Üniversiteler, birer bilim yuvasıdır, ideoloji imalathanesi değil!

Fakat gel gör ki çoğu, doktrin yerine kavga üretiyor bu ülkede.

Acı ama gerçek!

Bu yüzden, yıllık harcırahı milli gelirimizi aşan bir Cambridge, bir Oxford, Zürih, Yale veya bir Chicago üniversitesi çıkmıyor bu topraklarda.

Üniversitelerimizin geneli sağ olsun, peşinen politize ediyorlar gençliği.

Doktrinler beri gelsin.

Bir an bile boş bırakmıyorlar!

Sonra da, üniversitelerin özerkleşmesinden ve hatta tamamen bağımsızlaşmasından dem vuruyorlar.

Objektiflik ve şeffaflık hususunda, ortaya somut adımlar atmamışken, ne bağımsızlığı Allah aşkına?

Bağımsızlaşmak demişken aklıma geldi, sorayım;

YÖK neden hâlâ var?

Çünkü üniversitelerin geneli teorik çalışmalar yerine, ideolojik saplantılar peşinde koştuğu için. Üniversiteler, birer bilim yurdu gibi hareket etmediği, fikren bağımsızlaşamadığı sürece de, olmaya devam edecek!

Doğruya doğru!

Açıkçası ben üniversitelerin, “siyasi” prangalarını koparıp da bilim, teknoloji ve inovasyona meylettiği gün, asıl özgürlüğünü kazanacağı düşüncesindeyim. Gerisi, zaten çorap söküğü gibi gelir.

Ama ne yazık ki Türkiye’de üniversite kavramı, “üniversitoloji” olmakta ısrar ediyor!

Bu hususta, bazı akademisyenlerin de etkisi yok değil!

Doğruya doğru!

Bazen düşünüyorum ki;

“Yahu” diyorum, “asıl işi, branşı üzerine çeşitli hipotez ve teoriler koymak olan bazı hocalarımız, neden ana görevlerini unutup da, incir çekirdeğini bile doldurmayan, anlamsız, o iğrenç kutuplaşmaların ana müsebbibi olan ideolojilerin peşinden koşuyorlar hâlâ?”

Meselenin bir diğer trajikomik yanı da, öğrencilerin kendilerine ait zannettiği, akabinde cepheleştiği, uğruna kavgaya tutuştuğu ve hatta ömrünü adadığı bir takım ideolojik fikirlerin, aslında kendilerine ait olmadığı…

Savunulanlar, geçen yüzyılın iki kutuplu dünyasına ait olan filozofların ürünleri değil de, nedir?

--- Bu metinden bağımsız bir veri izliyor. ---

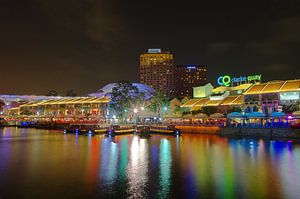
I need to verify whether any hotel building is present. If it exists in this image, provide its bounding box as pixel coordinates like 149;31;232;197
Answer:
174;65;207;99
140;49;174;97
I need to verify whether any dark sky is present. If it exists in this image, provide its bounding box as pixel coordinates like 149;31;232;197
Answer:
0;0;300;95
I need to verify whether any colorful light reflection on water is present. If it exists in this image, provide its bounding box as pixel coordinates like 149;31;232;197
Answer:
0;128;300;199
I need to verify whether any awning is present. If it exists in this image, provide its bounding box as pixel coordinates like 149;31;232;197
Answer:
270;112;285;118
209;113;225;119
227;112;245;118
245;112;266;118
194;113;208;118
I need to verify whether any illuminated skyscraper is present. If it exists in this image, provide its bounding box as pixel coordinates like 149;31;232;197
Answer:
140;49;174;97
174;65;207;98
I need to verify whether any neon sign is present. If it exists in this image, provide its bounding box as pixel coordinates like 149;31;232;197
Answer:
218;75;231;86
217;75;261;86
185;65;196;70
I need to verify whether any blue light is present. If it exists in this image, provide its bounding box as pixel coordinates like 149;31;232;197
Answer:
186;65;196;70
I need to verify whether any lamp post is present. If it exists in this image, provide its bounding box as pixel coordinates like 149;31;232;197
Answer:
133;108;138;125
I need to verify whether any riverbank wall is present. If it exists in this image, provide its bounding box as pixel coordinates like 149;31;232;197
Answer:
218;127;300;139
176;125;221;134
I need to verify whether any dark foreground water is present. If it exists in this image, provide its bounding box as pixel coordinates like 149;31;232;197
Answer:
0;128;300;199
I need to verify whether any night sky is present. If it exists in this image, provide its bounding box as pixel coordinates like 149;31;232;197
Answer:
0;0;300;95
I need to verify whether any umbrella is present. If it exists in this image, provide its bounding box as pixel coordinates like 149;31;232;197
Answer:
210;113;225;118
194;113;208;118
270;112;285;118
245;112;266;118
183;114;194;118
227;112;245;118
292;111;300;118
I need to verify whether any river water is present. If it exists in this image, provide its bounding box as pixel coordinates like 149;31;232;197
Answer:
0;128;300;199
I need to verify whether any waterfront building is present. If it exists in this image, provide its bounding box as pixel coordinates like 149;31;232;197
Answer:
140;49;174;97
244;79;300;114
181;79;300;115
6;97;109;121
174;65;207;99
88;83;155;99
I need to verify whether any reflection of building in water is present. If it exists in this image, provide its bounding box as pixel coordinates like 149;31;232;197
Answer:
181;79;300;115
127;136;148;198
100;139;118;187
159;139;172;198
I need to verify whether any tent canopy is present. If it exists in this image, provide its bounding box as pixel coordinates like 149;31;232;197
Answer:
245;112;266;118
270;112;285;118
210;113;225;119
194;113;208;118
227;112;245;118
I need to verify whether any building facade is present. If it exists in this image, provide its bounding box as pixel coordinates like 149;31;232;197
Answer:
181;79;300;116
174;65;207;99
140;49;174;97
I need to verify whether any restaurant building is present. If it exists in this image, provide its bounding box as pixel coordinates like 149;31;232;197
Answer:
174;65;207;99
181;79;300;115
6;97;109;121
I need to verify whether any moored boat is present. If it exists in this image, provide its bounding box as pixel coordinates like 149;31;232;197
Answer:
150;125;181;136
107;125;135;136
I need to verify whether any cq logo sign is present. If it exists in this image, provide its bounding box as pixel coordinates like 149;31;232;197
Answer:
218;75;231;86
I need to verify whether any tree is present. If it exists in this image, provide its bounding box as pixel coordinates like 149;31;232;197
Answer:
148;90;170;117
0;100;5;112
110;81;142;119
282;100;300;113
46;90;58;96
66;89;77;97
201;106;217;115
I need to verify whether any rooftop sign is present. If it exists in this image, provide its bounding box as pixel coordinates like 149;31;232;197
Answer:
185;65;196;70
217;74;261;86
148;48;161;53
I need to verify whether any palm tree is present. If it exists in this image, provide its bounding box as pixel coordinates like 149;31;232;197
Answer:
148;90;170;117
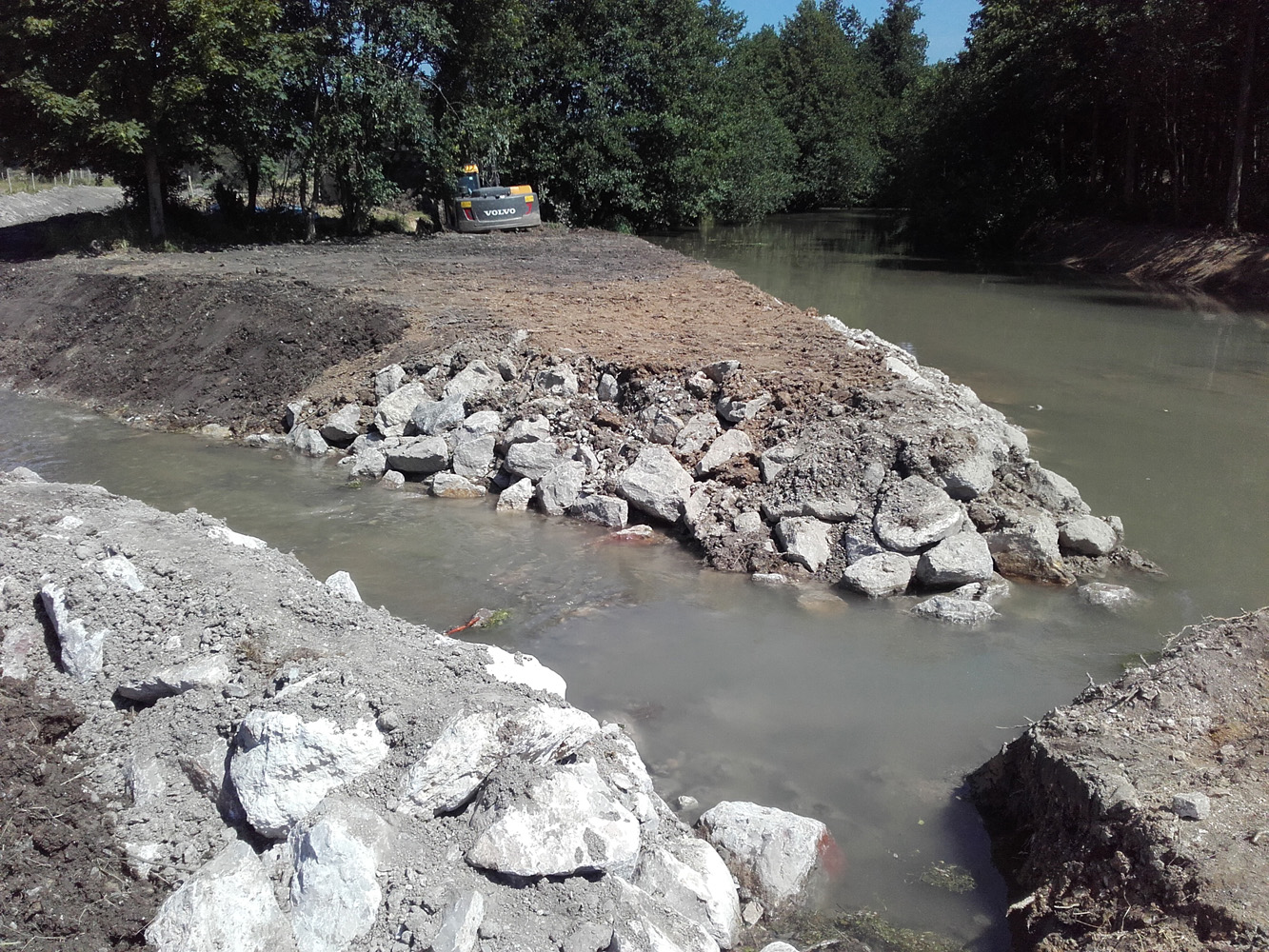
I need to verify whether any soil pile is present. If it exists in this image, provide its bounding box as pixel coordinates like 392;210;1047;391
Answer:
971;609;1269;951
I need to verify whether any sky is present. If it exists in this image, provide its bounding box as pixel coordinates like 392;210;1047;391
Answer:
727;0;979;62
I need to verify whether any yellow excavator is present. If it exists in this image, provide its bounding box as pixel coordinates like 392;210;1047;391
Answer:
446;163;542;231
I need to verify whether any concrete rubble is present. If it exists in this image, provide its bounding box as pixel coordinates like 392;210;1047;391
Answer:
252;319;1150;622
0;474;843;952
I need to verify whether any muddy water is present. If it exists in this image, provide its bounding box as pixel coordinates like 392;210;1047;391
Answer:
0;216;1269;949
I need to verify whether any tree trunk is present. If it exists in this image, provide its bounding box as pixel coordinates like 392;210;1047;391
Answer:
144;142;168;244
1224;12;1259;231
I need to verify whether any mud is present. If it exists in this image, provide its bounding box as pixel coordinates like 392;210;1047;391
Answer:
971;609;1269;952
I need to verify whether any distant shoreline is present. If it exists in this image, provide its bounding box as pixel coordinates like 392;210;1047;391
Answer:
1021;218;1269;300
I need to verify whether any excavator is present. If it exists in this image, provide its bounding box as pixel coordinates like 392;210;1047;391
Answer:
446;163;542;232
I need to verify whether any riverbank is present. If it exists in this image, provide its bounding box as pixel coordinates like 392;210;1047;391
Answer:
1022;218;1269;300
0;228;1148;624
971;609;1269;951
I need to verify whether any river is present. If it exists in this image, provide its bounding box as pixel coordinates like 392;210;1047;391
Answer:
0;213;1269;952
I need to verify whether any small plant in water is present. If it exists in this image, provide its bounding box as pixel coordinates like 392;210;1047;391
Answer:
922;862;979;892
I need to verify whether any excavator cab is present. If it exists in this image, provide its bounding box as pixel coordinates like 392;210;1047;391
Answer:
448;163;542;231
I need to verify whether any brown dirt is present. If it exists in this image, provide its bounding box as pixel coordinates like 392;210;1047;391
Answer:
1024;218;1269;305
0;228;885;427
971;609;1269;952
0;678;157;949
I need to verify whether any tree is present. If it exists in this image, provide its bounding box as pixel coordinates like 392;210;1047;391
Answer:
5;0;278;241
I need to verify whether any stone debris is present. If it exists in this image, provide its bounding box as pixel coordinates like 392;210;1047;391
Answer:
324;571;362;602
39;585;110;682
912;595;998;625
697;801;838;913
229;711;388;839
146;841;296;952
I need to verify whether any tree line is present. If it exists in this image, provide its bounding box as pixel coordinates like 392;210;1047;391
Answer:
0;0;1269;248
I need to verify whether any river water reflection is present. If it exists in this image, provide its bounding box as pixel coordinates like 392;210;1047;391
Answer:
0;214;1269;949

Onların, bu çağda ne işi var peki?

Garip!

Konuyu toparlayacak olursam, ben istiyorum ki, üniversitelerde kuramsal bir görüş ortaya konsun ve herkes onu pekiştirmek için kavga etsin.

Kavga derken, yemekhanelerde, herkesin birbirinin kafasına masa-sandalye fırlatmasını kast etmiyorum elbette.

Zihinsel manada olan bir kavgadan bahsediyorum.

Yüzde yüz, bireylerin kendilerine ait olan fikirleriyle.

Objektif ve özgün duruşlarıyla…

Okuduklarını analitik bakış açısıyla yorumlamaları, kendilerinden bir şeyler kattıklarıyla…

Fakat üzgünüm.

Aklı başında olanlar bir kenara, bizim öğrencilerin de, hocaların da genelinin o taraklarda bezi yok!

Ne kuramı, ne yorumu?

Verilen derslerden bir “ders” çıkarılırsa, ne âlâ!

Franz Kafka’nın dediği gibi;

Beyinlerimiz savaşsın isterdim ama görüyorum ki, silahsızsınız bayım.